Соня. В тридцать три года выглядит на сорок, ни на шаг не отходит от матери, терпит все ее выкрутасы, носит кримпленовые платья и турецкие спортивные костюмы, которые, даже новые, годятся только для того, чтобы понаделать из них тряпок для мытья пола. Ее брат даже не видел картин, которые ему оставила бабушка, – по крайней мере так говорит – а она успела забрать свое ожерелье и уже отдала его ювелиру.

Какому ювелиру? Откуда у Сони может быть ювелир, который возьмется оценивать старинную вещь? Где она его взяла? Кто ей посоветовал? Почему ее мать так настойчиво убеждала Кирилла, что дочь не нуждается ни в каких бриллиантах? Вполне возможно, что в бриллиантах она и не нуждается, зато туфли и джинсы ей бы точно не помешали. Почему она так спешит с оценкой этого ожерелья? Ни секунды больше не может прожить без денег?

Нина Павловна. Стремительна, неудержима и очень уверена в себе. Окружающих в грош не ставит.

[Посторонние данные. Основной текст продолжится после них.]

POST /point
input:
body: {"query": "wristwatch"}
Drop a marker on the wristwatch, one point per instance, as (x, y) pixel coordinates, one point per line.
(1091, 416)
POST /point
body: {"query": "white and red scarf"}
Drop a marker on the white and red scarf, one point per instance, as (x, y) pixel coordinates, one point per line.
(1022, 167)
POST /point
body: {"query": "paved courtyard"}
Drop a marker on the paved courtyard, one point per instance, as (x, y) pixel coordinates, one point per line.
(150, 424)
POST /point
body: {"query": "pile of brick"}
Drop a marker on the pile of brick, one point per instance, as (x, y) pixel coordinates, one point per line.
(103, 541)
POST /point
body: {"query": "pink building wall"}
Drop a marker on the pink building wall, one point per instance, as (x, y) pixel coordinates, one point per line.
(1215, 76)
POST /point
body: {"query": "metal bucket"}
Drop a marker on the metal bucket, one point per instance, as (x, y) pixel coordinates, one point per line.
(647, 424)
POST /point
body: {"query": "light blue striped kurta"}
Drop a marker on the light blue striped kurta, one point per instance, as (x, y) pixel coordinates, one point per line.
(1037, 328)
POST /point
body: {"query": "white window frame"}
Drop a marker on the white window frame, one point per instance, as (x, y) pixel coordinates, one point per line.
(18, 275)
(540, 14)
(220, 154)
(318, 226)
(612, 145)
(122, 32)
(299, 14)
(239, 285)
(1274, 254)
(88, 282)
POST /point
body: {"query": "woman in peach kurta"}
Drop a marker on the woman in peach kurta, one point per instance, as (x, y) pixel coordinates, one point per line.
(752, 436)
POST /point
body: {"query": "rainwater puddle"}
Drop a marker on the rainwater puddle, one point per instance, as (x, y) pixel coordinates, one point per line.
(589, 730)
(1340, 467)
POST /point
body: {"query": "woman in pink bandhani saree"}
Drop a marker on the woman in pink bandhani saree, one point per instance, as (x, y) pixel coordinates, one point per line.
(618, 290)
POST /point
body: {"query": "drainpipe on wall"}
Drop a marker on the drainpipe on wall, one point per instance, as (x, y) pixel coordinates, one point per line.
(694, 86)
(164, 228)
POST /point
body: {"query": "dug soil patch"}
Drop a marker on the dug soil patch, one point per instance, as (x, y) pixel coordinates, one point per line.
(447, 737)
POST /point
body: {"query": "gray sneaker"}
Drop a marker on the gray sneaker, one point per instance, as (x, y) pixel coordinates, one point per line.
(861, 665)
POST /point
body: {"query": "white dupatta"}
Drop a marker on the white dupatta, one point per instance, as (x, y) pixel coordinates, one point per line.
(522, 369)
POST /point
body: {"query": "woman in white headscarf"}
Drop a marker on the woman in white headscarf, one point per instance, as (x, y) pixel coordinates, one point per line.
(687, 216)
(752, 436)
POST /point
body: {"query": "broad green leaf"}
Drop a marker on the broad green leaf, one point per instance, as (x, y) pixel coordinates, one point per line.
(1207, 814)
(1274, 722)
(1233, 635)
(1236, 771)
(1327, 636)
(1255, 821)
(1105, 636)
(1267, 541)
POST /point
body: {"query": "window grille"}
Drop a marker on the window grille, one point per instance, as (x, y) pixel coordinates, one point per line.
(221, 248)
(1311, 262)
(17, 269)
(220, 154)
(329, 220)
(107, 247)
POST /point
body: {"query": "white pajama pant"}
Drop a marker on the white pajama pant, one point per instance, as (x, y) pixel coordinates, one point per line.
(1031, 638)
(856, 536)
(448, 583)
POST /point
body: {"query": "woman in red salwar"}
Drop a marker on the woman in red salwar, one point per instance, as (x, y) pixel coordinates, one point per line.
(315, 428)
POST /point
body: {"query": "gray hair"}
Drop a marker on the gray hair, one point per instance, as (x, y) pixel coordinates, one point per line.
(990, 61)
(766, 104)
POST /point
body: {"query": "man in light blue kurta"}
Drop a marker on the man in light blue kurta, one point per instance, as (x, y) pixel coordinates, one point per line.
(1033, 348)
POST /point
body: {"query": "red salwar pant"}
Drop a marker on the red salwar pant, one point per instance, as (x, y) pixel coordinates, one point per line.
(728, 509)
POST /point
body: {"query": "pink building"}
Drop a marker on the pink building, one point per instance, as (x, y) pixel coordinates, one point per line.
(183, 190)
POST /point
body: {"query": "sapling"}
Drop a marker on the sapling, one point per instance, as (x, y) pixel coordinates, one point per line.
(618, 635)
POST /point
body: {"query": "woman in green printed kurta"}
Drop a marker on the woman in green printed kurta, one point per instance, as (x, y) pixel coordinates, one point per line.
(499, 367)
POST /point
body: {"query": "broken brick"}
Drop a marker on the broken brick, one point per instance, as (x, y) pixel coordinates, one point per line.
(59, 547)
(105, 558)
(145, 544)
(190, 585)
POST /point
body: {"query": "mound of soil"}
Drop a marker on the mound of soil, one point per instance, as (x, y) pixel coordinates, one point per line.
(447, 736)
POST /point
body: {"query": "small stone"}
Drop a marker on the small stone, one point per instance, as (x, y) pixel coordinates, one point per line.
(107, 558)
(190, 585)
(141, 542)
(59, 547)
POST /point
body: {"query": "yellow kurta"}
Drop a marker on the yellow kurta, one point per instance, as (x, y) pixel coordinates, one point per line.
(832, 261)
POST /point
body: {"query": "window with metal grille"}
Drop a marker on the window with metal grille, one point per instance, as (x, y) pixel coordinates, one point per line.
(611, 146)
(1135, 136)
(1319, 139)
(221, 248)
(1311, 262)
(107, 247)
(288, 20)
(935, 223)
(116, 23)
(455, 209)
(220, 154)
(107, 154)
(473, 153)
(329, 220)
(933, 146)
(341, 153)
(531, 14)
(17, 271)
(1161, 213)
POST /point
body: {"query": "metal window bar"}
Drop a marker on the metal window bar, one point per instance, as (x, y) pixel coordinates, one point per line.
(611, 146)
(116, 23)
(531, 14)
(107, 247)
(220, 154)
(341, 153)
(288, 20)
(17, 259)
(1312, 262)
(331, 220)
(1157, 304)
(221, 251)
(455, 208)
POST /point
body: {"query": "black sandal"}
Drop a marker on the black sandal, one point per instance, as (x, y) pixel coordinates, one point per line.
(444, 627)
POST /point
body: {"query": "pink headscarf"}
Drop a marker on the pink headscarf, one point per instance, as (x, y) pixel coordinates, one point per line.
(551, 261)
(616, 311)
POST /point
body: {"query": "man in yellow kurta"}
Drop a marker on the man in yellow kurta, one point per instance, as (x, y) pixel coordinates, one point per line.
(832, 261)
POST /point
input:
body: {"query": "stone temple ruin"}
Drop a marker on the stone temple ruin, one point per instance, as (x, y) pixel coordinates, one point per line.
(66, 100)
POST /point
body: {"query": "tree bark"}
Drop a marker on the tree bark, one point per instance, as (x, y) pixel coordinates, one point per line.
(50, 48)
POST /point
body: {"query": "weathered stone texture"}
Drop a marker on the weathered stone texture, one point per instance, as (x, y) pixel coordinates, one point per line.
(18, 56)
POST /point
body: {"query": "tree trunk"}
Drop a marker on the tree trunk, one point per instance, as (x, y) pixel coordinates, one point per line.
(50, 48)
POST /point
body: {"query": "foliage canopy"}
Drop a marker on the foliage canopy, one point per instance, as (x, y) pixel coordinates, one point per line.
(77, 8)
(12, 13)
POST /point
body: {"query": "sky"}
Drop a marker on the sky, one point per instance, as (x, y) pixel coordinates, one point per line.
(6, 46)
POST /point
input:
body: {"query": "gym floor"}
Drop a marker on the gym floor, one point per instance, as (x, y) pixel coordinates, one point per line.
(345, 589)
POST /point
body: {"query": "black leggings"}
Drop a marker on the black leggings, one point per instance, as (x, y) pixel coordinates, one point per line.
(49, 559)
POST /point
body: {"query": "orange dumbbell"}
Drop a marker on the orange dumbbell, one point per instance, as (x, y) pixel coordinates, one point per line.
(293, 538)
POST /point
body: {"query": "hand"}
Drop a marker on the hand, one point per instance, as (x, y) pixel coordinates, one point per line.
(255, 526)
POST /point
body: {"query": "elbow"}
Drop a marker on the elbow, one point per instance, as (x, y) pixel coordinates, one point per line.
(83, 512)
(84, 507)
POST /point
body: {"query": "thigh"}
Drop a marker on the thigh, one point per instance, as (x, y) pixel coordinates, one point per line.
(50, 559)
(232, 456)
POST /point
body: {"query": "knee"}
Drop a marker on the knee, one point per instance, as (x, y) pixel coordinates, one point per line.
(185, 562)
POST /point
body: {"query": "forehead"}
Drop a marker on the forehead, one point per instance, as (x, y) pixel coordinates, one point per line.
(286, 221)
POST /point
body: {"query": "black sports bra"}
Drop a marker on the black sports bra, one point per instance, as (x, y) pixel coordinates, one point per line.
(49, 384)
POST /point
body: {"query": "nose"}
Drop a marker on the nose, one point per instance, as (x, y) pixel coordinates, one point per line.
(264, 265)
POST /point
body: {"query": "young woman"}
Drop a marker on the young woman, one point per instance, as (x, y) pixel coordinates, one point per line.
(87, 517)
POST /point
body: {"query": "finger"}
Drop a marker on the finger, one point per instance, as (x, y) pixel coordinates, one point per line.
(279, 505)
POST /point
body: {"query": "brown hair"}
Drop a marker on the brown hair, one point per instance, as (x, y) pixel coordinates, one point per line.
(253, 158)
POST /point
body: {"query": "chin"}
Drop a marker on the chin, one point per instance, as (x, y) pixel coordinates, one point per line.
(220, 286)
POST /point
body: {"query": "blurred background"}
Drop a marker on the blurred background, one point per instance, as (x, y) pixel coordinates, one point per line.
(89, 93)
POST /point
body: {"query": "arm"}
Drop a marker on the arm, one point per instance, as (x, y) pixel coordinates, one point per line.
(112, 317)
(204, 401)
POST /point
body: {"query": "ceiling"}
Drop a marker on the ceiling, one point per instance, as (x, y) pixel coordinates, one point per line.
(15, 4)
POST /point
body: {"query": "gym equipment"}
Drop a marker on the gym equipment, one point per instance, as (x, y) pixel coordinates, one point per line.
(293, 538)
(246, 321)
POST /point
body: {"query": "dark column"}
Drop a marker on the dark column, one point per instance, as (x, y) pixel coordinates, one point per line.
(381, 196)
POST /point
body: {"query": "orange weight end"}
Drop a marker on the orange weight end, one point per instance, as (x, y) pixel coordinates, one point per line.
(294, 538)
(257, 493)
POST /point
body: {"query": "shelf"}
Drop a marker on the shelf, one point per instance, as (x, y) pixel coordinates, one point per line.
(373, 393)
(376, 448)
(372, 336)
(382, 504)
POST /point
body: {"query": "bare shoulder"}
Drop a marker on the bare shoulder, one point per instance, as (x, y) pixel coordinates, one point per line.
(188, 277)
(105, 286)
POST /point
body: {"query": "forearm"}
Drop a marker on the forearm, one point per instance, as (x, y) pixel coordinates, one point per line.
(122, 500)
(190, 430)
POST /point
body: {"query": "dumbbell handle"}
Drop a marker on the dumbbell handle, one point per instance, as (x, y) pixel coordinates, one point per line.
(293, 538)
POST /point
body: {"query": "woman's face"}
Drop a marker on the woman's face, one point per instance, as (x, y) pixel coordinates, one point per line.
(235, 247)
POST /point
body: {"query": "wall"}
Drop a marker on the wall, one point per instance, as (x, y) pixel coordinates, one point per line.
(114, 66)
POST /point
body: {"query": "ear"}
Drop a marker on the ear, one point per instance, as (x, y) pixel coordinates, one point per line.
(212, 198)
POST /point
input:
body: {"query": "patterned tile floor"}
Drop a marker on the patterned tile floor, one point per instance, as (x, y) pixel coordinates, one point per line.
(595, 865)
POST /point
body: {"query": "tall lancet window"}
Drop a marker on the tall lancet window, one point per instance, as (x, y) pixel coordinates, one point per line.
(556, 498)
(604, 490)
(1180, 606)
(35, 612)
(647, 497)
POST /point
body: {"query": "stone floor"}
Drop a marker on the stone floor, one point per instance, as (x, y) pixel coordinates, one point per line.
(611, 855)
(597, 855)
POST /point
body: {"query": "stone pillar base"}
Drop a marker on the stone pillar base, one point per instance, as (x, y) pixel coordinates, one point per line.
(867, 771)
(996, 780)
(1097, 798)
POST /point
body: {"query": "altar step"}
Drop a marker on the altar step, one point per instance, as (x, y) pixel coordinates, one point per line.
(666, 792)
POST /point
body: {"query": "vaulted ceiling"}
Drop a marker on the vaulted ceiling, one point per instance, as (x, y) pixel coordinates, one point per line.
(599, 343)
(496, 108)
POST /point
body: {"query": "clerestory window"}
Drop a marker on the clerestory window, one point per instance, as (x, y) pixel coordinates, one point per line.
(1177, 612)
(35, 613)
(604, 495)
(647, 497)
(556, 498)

Сына не замечает, а дочери как будто немного опасается. С Настиной матерью разговаривает несколько свысока, как будто та убогая дурочка. Настю поучает, ее отца поглаживает по лысине с пренебрежительной нежностью. На предположения Владика, что бабушка отравила деда, по-настоящему отреагировала только она – рассердилась и вознегодовала. Или она действительно знает больше других и боится, что это станет известно, или просто – как это называется? – дорожит фамильной честью. Тетю Александру терпеть не может.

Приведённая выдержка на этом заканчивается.